Kyunghee Pyun, associate professor of Art History

As a scholar of the history of collecting, I have paid close attention to world expositions from the 19th century. These world’s fairs were crucial opportunities to introduce non-Western art and culture to European audiences and then to Americans. A 2023 exhibition at the Cooper Hewitt, Smithsonian Design Museum called Deconstructing Power: W. E. B. Du Bois at the 1900 World’s Fair inspired me to launch a new research project.

Data Visualization, “Assessed valuation of all taxable property owned by Georgia Negroes.”, 1900; Ink and watercolor on board; 71 × 56 cm (27 15/16 × 22 1/16 in.). Credit: Library of Congress Prints and Photographs Division.
Caption: Data Visualization, “Income and expenditure of 150 Negro families in Atlanta, Ga., U.S.A.”, 1900; Ink and watercolor on board; 56 × 71 cm (22 1/16 × 27 15/16 in.). Credit: Library of Congress Prints and Photographs Division.

For the 1900 world’s fair, in Paris, American civil rights activist and sociologist W. E. B. Du Bois and his students at Atlanta University created 63 hand-drawn infographics demonstrating the social progress of Black Americans over three decades. These data visualization posters incorporated graphic design so modern that it shocked me.

These data visualization posters incorporated graphic design so modern that it shocked me.
— Kyunghee Pyun

Around the same time, while researching my upcoming article on labor in the Korean textile industry for the Journal of the Royal Asiatic Society, I came upon postcards featuring infographics created by the Japanese colonial government in the 1920s to ’40s.
Korea was a Japanese colony in the early 20th century. From 1910 to 1945, there was no mention of Korea on the world map; Koreans were part of the Empire of Japan and subject to exploitation. On the postcards, sophisticated pie charts and bar graphs deceptively illustrate dazzling progress with “objective” statistics to validate Japan’s imperial expansion and falsely show that it was bringing enlightenment to its colonies.

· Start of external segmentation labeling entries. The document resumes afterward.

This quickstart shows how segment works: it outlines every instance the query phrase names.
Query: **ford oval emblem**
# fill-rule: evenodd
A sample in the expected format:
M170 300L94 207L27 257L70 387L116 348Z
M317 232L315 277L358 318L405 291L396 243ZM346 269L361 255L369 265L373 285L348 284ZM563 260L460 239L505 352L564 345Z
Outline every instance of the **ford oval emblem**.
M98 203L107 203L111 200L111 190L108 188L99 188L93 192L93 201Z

The cards also show subtle disdain for folkloric and cultural customs, as rural Koreans were depicted in shabby, ethnic clothing or as drunkards or fools.
In the 1930s, the journalist and historian Yi Yeoseong exposed the truth behind the statistics. For example, Yi pointed out that the growth of the Korean population and industries they worked for (see illustration) were not the result of the colonial government’s efficient management and scientific techniques, but because the land was ruthlessly exploited and taxed by the Empire of Japan.
The depiction of data reflects the intent of the presenter. Du Bois’ graphics showed the progress of African Americans after the Civil War despite persistent racism in many parts of the country. The Japanese used seemingly objective data visualizations to justify colonial governance and implicitly emphasize “uncivilized” aspects of ethnic groups under its authority. As I often point out in my classes, infographics leave much room for interpretation and contextualization.

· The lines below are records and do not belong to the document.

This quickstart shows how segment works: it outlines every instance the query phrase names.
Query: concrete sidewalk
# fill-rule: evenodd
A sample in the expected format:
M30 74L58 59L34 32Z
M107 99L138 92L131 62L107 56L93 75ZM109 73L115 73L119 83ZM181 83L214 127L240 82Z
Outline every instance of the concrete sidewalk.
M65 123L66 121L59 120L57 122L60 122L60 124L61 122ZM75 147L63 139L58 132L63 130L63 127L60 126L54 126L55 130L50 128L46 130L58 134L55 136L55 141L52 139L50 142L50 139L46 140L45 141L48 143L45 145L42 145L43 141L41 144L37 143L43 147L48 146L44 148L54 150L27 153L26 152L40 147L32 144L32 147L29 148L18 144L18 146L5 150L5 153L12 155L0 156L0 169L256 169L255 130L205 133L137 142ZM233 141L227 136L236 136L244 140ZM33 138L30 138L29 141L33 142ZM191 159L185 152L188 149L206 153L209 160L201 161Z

Kyunghee Pyun is an associate professor of art history. Her scholarship focuses on the history of collecting, reception of Asian art, and intersectionality of art and technology, and industrial history. Du Bois’ posters inspired her to include data visualization and pioneering graphic designers from the late 19th to the late 20th century in her research. She received a fellowship from the Korea Foundation to continue the project in South Korea in 2024.

Population charts (lower graph) showing different professions in the Japanese Empire in 1929. With employment in farming at 80% and engineering/manufacturing and government at only 2% and 3%, respectively, it’s clear that Japanese measures were not changing conditions for Koreans. The woman is shown in “ethnic” clothing.
Population charts (pie) showing Japanese (443,402) versus Korean (19,020,030), Chinese (58,057), and other foreigners (1,456) by Government General Postcard, 1926.